Staff Member Spotlight: Vlad Gorshkov

Co-founder, Director of Crossroads Eurasia


Vlad is an experienced international traveler and an eager observer of Russian culture, politics, and business. Although he has spent most of his life in the U.S., Russia holds a very special place for him. Having lived and worked there, Vlad has experienced the kinds of opportunities that the country can offer to English speakers and what English speakers can do for Russian organizations. In founding Crossroads Eurasia, Vlad's goal is to facilitate more such connections and to help people learn from one another. Vlad holds a Master's Degree in International Affairs from Georgetown University. He speaks English, Russian, German, and French.

What separates Crossroads Eurasia from other internship providers?

There are six key differences:

1. We provide a deeper cultural and language immersion. Our partner organizations are located in provincial centers, which have decidedly less foreign influence and English speakers than Moscow and St. Peteresburg, where most programs are. Moreover, our internships are structured such that the interns work side-by-side with Russians. This challenges the interns to push their language and cultural skills far beyond their existing boundaries.

2. Our interns get more responsibility and acquire more professional skills. We partner with organizations for whom an intern's ability to speak English at a native level creates a competitive advantage. For example, language schools charge more for classes with native speakers. This motivates the partner organizations to give interns real responsibility and to work with them on improving their performance.

3. Application to the program is competitive. Because our interns get real work, we do not take everyone who applies. While direct experience teaching/translating/etc. is not required, we look for strong evidence of potential. We aim for an acceptance rate of approximately 30%. This summer, it was around 40%.

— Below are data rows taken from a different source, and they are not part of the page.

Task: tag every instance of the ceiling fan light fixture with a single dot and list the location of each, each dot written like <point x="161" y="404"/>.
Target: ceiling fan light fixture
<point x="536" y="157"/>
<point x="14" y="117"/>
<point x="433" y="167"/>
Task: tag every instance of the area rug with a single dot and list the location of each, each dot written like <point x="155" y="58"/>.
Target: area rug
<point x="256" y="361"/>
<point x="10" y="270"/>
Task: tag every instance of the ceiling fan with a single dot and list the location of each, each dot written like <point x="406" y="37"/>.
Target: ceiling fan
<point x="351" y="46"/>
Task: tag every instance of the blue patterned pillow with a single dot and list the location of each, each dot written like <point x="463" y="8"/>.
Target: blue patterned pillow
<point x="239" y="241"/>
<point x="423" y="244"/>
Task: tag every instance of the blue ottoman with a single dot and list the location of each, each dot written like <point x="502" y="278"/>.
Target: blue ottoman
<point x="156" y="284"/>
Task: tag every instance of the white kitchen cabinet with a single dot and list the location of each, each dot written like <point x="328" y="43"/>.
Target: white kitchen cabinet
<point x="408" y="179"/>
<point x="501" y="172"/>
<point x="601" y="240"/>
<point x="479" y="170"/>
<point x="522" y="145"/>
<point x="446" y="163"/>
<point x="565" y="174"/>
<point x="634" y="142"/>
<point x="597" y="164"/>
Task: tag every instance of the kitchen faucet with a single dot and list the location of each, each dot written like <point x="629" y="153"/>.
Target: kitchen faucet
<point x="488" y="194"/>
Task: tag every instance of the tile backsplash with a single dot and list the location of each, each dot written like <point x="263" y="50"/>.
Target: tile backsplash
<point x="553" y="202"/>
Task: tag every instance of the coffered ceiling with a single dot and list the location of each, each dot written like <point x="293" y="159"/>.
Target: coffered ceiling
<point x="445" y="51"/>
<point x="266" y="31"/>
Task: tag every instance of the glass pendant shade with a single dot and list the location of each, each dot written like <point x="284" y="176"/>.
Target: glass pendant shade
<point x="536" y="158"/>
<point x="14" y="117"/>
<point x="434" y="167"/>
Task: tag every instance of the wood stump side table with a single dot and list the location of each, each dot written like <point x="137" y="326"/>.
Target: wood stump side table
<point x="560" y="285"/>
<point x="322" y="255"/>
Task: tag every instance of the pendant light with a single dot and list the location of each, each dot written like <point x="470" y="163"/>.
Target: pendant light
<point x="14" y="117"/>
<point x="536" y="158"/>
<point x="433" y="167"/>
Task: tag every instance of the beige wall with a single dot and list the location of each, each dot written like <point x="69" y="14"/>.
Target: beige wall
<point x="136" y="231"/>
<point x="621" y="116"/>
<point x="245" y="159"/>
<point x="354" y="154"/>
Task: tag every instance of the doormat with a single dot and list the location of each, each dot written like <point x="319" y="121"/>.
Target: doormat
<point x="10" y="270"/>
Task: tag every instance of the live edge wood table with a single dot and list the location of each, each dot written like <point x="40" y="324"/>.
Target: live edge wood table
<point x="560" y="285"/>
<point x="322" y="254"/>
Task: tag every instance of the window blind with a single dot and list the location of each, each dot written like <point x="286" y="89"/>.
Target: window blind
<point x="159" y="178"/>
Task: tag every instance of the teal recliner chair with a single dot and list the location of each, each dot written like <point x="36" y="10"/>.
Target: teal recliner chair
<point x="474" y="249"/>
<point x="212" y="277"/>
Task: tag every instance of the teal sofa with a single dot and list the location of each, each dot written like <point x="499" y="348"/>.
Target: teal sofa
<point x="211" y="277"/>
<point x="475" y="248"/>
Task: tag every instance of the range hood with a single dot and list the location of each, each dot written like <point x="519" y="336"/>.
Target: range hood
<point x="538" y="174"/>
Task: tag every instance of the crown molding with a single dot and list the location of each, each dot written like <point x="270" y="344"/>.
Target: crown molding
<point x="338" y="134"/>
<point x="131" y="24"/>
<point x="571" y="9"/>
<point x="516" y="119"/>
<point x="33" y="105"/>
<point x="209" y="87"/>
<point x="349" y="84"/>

4. We have both a U.S. and local presence, which helps us make the travel logistics worry free. Before the interns travel, we link them with alumni to help them prepare for the experience, and we work with a visa agency to make sure that everyone gets the right type of visa on time the first time (a fairly complicated process). Once interns travel, we have a local coordinator meet them at the airport, take them to the host city, and help them settle in before they start work.

5. Unlike most programs, we support our alumni. Our goal is to encourage alumni to help each other learn how they can use the Crossroads internship to make themselves more competitive in the job market and find next career step. We do this primarily through a closed Facebook group, where alumni interact with one another and where we share advice, job postings, etc. Our alumni have gotten jobs in Russia and the prestigious Boren Scholarship with their Crossroads experience playing a prominent role. Our program fee is much lower than comparable programs.

6. Because our partners earn a profit from having our interns on staff, they cover housing and some other big costs. This allows us to keep the program fee to a minimum.

What are the core principles Crossroads Eurasia strives to achieve?

Our goal is to enable and encourage people to immerse themselves deeper into Russian society/culture than they otherwise would think is possible.

How can an internship in Russia help interns prepare for the job market?

For students who are interested in a career that involves Russia, which is most of our interns, the link is direct. Employers, graduate and even internship programs want students who understand Russia. For most students, that understanding remains on a superficial level. Even those that have done study abroad tend to be seen as not having gone deep enough. In this context, those interns who have done our program tend to stand out a lot.

For the few students who are not explicitly interested in a career involving Russia, the main benefit comes from the personal and professional skills that they pick up on the job. These are generally soft skills -- project management, relationship building, creativity, listening skills, etc. which can make one stand out on a resume and in-person. In general, taking part in our program, as is the case with other work-abroad programs, tends to make a person more mature, flexible, and introspective, which makes a big impression on interviewers.

What is one piece of advice you would offer someone considering interning abroad in Russia?

Like with universities, look not only at the program itself, but what happens after. The group of people who hold Russia-related careers in the U.S. (in the government and private sector) is not that big, and having access to an alumni network that gives you a foot in the door can be a worthwhile investment.

Anything else you would like to share?

The Russian visa process (for anything other than a tourist visa), in particular, can be a major pain, and not all companies that offer work in Russia can guide you through it. Those located in Russia, in particular, don't have as good of a handle on the process and will leave you to work through it yourself. If you have to work through it yourself, start at least a couple of months ahead of your travel date and expect to make at least two to three trips to the consulate to fix mistakes in your application.